Caching dependencies in CircleCI for Node.js and Python projects can dramatically speed up your builds by avoiding redundant downloads.
Here’s a typical Node.js build with caching:
jobs:
build:
docker:
- image: cimg/node:18.17.0
steps:
- checkout
- restore_cache:
keys:
- node-deps-{{ checksum "package-lock.json" }}
- node-deps-
- run: npm install
- save_cache:
key: node-deps-{{ checksum "package-lock.json" }}
paths:
- node_modules/
And here’s a Python equivalent:
jobs:
build:
docker:
- image: cimg/python:3.11.4
steps:
- checkout
- restore_cache:
keys:
- python-deps-{{ checksum "poetry.lock" }}
- python-deps-
- run: |
python -m pip install --user pipenv
pipenv install --deploy --system
- save_cache:
key: python-deps-{{ checksum "poetry.lock" }}
paths:
- ~/.cache/pip # For pip
- ~/.local/share/virtualenvs # For pipenv
The core idea is to store your downloaded dependencies on CircleCI’s infrastructure. When a new build starts, CircleCI first tries to restore_cache using a set of keys. The most specific key is usually based on a checksum of your dependency manifest file (like package-lock.json or poetry.lock). If a matching cache is found, it’s downloaded and placed in the specified paths. This bypasses the npm install or pipenv install step entirely. If no cache is found, the installation command runs as usual. Finally, after a successful installation, save_cache is used to upload the newly installed dependencies for future builds, keyed by the same checksum. The fallback keys (node-deps- and python-deps-) ensure that even if the dependency manifest changes in a way that doesn’t alter the checksum (a rare but possible scenario), you still have a chance to restore a general cache.
The keys are evaluated in order. The first one that matches a previously saved cache wins. The {{ checksum "..." }} syntax is crucial; it generates a unique cache key whenever your dependency file changes. This ensures that you only use cached dependencies when they are guaranteed to be compatible with your project’s exact requirements. For Python, ~/.cache/pip is the default location for pip’s cache, and ~/.local/share/virtualenvs is where pipenv stores its virtual environments when installed with --system.
When using pip with a requirements.txt file, the setup looks slightly different:
jobs:
build:
docker:
- image: cimg/python:3.11.4
steps:
- checkout
- restore_cache:
keys:
- python-pip-{{ checksum "requirements.txt" }}
- python-pip-
- run: |
python -m pip install --user pip
pip install -r requirements.txt
- save_cache:
key: python-pip-{{ checksum "requirements.txt" }}
paths:
- ~/.cache/pip
Here, the cache key is tied to requirements.txt, and the paths point to ~/.cache/pip, which is where pip stores downloaded wheels and source distributions. This prevents re-downloading packages every time, even if the requirements.txt file itself hasn’t changed. The --user flag for pip install is often used to install packages into the user’s home directory, avoiding permission issues within Docker containers.
The real magic of restore_cache and save_cache lies in their subtle interaction with the paths. CircleCI doesn’t just dump files; it creates a compressed archive of the specified paths and uploads/downloads it. This means that if your node_modules directory contains unrelated files or has been modified in ways not tracked by package-lock.json (which is unlikely but theoretically possible), the cache might still be restored. However, the primary mechanism for cache invalidation is the key itself. If the key doesn’t match, the cache is ignored.
One common pitfall is not including all necessary directories in the paths for save_cache. For example, if your Python project uses Poetry and you only cache ~/.cache/pip, but your poetry.lock file also implies specific versions of tools installed globally or in a virtual environment managed by Poetry, those might not be restored. You might need to add ~/.local or the virtual environment directory itself if it’s not automatically managed by the cache key. Similarly, for Node.js, if you have global npm packages or other build artifacts outside node_modules that are critical, they must be explicitly included.
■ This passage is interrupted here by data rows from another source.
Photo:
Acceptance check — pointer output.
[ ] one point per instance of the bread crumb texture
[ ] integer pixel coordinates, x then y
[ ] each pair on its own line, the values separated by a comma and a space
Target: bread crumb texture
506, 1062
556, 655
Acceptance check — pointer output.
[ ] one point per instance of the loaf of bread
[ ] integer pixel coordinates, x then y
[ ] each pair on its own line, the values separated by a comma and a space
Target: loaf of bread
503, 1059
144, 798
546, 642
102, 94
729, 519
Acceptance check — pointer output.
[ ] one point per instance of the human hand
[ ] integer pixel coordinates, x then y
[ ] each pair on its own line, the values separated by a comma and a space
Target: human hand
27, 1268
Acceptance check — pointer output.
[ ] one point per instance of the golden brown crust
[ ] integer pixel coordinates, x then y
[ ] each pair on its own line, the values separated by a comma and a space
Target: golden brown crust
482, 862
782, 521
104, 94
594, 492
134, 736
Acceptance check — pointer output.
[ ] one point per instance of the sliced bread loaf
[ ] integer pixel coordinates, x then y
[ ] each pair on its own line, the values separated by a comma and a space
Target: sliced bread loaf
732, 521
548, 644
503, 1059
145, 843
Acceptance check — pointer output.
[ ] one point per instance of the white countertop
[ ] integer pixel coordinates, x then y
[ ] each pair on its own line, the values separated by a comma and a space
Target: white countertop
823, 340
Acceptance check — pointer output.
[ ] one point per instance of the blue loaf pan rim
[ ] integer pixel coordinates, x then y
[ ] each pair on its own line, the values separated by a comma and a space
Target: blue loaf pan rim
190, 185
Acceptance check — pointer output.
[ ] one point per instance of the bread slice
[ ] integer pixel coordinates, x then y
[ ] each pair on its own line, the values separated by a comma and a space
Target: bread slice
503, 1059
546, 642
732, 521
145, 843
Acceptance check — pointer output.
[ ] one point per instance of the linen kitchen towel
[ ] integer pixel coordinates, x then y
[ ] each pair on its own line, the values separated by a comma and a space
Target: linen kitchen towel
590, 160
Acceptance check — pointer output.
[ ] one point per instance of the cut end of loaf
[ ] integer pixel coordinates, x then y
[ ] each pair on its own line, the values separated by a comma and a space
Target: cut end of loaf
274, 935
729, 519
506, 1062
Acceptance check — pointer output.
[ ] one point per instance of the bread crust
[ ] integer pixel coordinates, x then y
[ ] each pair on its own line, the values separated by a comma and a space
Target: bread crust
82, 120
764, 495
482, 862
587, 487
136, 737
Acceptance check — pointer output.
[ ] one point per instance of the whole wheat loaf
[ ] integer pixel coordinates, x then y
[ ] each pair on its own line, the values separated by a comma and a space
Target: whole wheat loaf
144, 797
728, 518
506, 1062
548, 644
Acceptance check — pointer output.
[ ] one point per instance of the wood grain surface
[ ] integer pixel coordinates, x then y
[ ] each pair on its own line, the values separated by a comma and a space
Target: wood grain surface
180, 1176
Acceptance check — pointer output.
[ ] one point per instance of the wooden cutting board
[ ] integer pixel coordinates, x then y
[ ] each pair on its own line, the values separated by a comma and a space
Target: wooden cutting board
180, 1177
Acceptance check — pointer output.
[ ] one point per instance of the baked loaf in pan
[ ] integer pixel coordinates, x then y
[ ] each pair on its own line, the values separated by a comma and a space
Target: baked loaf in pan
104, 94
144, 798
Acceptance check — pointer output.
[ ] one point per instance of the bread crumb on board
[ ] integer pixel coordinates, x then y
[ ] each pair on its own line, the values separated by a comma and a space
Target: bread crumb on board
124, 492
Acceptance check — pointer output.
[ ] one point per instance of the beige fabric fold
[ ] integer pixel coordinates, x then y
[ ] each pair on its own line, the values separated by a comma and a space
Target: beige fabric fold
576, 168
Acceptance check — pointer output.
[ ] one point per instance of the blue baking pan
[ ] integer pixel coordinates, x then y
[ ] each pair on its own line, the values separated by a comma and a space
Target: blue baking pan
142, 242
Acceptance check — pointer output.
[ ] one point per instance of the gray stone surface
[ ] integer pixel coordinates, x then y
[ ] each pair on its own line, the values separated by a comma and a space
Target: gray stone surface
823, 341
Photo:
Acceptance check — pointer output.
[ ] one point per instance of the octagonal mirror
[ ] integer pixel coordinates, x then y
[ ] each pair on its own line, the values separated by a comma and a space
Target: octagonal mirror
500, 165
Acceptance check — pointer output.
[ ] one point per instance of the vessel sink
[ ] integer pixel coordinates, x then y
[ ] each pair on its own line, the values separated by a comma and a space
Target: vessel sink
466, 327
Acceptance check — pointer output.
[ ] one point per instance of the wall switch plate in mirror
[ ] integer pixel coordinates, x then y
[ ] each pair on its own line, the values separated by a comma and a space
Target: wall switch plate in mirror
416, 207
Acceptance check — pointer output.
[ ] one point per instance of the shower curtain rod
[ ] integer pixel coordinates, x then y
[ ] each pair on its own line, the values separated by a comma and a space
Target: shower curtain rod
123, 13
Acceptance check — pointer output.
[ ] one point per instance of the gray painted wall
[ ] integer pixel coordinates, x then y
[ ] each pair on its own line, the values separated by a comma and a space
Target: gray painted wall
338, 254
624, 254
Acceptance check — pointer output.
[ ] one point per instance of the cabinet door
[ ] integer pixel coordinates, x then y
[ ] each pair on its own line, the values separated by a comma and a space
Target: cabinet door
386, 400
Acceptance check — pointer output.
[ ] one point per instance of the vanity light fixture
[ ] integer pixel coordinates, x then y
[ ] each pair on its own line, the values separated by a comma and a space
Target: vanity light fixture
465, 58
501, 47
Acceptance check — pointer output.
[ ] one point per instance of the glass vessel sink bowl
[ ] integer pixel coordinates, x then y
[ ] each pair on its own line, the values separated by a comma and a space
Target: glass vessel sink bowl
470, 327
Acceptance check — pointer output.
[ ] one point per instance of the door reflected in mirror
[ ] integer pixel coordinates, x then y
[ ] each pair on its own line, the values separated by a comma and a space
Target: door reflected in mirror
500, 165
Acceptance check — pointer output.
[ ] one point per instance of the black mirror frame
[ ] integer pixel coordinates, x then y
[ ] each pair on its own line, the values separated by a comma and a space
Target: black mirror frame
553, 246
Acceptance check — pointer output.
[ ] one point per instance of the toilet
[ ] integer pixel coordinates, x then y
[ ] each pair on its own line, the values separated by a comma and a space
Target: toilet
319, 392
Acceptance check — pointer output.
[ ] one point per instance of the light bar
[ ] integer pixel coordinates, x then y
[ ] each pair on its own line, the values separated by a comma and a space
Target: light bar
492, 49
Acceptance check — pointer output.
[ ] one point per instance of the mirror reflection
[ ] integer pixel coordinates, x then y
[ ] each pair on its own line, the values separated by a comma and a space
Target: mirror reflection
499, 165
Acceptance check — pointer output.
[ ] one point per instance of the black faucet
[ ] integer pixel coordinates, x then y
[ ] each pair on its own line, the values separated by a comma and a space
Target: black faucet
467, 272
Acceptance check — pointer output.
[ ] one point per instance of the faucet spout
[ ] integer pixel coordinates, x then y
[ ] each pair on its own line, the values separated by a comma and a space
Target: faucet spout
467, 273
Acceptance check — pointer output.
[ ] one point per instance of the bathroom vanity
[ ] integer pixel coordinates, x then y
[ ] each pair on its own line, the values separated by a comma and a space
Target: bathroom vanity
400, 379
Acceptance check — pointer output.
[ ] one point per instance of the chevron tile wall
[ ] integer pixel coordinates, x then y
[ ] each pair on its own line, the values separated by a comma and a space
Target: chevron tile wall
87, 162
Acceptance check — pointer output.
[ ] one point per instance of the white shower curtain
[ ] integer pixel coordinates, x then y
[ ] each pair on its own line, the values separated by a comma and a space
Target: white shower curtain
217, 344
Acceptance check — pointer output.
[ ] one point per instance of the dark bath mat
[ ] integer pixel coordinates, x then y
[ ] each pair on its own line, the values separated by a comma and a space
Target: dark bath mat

The most surprising true thing about CircleCI caching is that it’s not just about speed; it’s a fundamental mechanism for ensuring build reproducibility. When a cache is restored, you’re getting the exact same set of dependencies that were used in a previous successful build. This can help catch subtle environmental differences that might otherwise go unnoticed.
The next concept you’ll likely grapple with is optimizing cache invalidation. You might find yourself with stale caches that are slowing down builds or causing unexpected failures, leading you to explore more advanced cache key strategies or manual cache management.